Раскольников вздрогнул всем телом, так что Порфирий Петрович
слишком ясно заметил это.
– Лжете вы все! – вскричал он, – я не знаю ваших целей, но
вы все лжете… Давеча вы не в этом смысле говорили, и ошибиться нельзя мне… Вы
лжете!
– Я лгу? – подхватил Порфирий, по-видимому горячась, но
сохраняя самый веселый и насмешливый вид и, кажется, нимало не тревожась тем,
какое мнение имеет о нем г-н Раскольников. – Я лгу?.. Ну, а как я с вами давеча
поступил (я-то, следователь), сам вам подсказывая и выдавая все средства к
защите, сам же вам всю эту психологию подводя: «Болезнь, дескать, бред,
разобижен был; меланхолия да квартальные», и все это прочее? А? хе-хе-хе! Хотя
оно, впрочем, – кстати скажу, – все эти психологические средства к защите,
отговорки да увертки крайне несостоятельны, да и о двух концах: «Болезнь,
дескать, бред, грезы, мерещилось, не помню», все это так-с, да зачем же,
батюшка, в болезни-то да в бреду все такие именно грезы мерещутся, а не прочие?
Могли ведь быть и прочие-с? Так ли? Хе-хе-хе-хе!
Раскольников гордо и с презрением посмотрел на него.
– Одним словом, – настойчиво и громко сказал он, вставая и
немного оттолкнув при этом Порфирия, – одним словом, я хочу знать: признаете ли
вы меня окончательно свободным от подозрений или нет? Говорите, Порфирий
Петрович, говорите положительно и окончательно, и скорее, сейчас!

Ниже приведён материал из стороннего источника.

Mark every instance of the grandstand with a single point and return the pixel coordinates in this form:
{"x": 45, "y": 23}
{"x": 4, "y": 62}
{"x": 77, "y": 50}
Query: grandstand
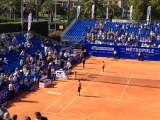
{"x": 140, "y": 38}
{"x": 80, "y": 36}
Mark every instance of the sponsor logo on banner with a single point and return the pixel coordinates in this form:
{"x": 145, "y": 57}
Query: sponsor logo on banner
{"x": 103, "y": 48}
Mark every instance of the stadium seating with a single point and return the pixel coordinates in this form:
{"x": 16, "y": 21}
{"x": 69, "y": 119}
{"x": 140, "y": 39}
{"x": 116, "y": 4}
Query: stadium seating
{"x": 141, "y": 31}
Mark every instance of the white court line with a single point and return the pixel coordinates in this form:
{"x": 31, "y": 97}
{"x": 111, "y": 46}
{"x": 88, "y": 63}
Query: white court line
{"x": 83, "y": 91}
{"x": 127, "y": 101}
{"x": 66, "y": 92}
{"x": 125, "y": 87}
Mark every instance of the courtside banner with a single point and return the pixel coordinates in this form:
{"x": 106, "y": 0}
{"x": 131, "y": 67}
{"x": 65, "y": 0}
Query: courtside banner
{"x": 124, "y": 52}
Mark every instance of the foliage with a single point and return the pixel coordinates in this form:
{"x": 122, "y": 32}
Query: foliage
{"x": 140, "y": 9}
{"x": 101, "y": 6}
{"x": 4, "y": 19}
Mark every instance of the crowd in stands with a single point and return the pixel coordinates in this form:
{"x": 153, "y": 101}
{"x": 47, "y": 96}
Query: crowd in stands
{"x": 44, "y": 61}
{"x": 126, "y": 34}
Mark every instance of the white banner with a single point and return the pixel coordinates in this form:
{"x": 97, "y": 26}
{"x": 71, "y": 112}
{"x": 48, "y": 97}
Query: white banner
{"x": 148, "y": 14}
{"x": 107, "y": 13}
{"x": 78, "y": 11}
{"x": 29, "y": 21}
{"x": 93, "y": 10}
{"x": 131, "y": 12}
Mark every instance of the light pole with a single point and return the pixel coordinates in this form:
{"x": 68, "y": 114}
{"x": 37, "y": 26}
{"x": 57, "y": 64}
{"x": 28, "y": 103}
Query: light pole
{"x": 55, "y": 14}
{"x": 68, "y": 11}
{"x": 37, "y": 7}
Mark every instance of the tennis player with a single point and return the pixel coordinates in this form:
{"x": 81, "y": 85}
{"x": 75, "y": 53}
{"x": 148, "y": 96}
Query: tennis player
{"x": 79, "y": 87}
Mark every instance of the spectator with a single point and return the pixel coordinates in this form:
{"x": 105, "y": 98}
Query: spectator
{"x": 139, "y": 56}
{"x": 11, "y": 91}
{"x": 15, "y": 117}
{"x": 39, "y": 117}
{"x": 3, "y": 110}
{"x": 27, "y": 118}
{"x": 5, "y": 61}
{"x": 115, "y": 56}
{"x": 6, "y": 116}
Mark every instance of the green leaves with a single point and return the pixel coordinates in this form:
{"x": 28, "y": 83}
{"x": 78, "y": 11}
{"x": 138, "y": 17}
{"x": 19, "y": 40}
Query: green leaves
{"x": 140, "y": 9}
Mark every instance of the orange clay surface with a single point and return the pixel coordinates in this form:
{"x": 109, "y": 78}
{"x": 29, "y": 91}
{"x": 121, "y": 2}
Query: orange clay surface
{"x": 98, "y": 100}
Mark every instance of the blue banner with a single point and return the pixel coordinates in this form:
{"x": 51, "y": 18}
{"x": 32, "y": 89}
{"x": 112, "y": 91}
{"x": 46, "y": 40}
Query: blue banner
{"x": 124, "y": 52}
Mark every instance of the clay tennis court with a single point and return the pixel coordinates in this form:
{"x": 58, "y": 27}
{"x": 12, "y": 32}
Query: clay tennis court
{"x": 127, "y": 90}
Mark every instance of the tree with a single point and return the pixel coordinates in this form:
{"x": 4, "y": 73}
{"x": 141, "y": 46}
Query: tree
{"x": 49, "y": 7}
{"x": 31, "y": 7}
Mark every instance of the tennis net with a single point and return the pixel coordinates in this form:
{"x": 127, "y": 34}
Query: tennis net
{"x": 152, "y": 83}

– Эк ведь комиссия! Ну, уж комиссия же с вами, – вскричал
Порфирий с совершенно веселым, лукавым и нисколько не встревоженным видом. – Да
и к чему вам знать, к чему вам так много знать, коли вас еще и не начинали
беспокоить нисколько! Ведь вы как ребенок: дай да подай огонь в руки! И зачем
вы так беспокоитесь? Зачем сами-то вы так к нам напрашиваетесь, из каких
причин? А? хе-хе-хе!
– Повторяю вам, – вскричал в ярости Раскольников, – что не
могу дольше переносить…
– Чего-с? Неизвестности-то? – перебил Порфирий.
– Не язвите меня! Я не хочу!.. Говорю вам, что не хочу!.. Не
могу и не хочу!.. Слышите! Слышите! – крикнул он, стукнув опять кулаком по
столу.
– Да тише же, тише! Ведь услышат! серьезно предупреждаю:
поберегите себя. Я не шучу-с! – проговорил шепотом Порфирий, но на этот раз в
лице его уже не было давешнего бабьи-добродушного и испуганного выражения;
напротив, теперь он прямо приказывал, строго, нахмурив брови и как будто разом
нарушая все тайны и двусмысленности. Но это было только на мгновение. Озадаченный
было Раскольников вдруг впал в настоящее исступление; но странно: он опять
послушался приказания говорить тише, хотя и был в самом сильном пароксизме
бешенства.
– Я не дам себя мучить, – зашептал он вдруг по-давешнему, с
болью и с ненавистию мгновенно сознавая в себе, что не может не подчиниться
приказанию, и приходя от этой мысли еще в большее бешенство, – арестуйте меня,
обыскивайте меня, но извольте действовать по форме, а не играть со мной-с! Не
смейте…
– Да не беспокойтесь же о форме, – перебил Порфирий с
прежнею лукавою усмешкой и как бы даже с наслаждением любуясь Раскольниковым, –
я вас, батюшка, пригласил теперь по-домашнему, совершенно этак по-дружески!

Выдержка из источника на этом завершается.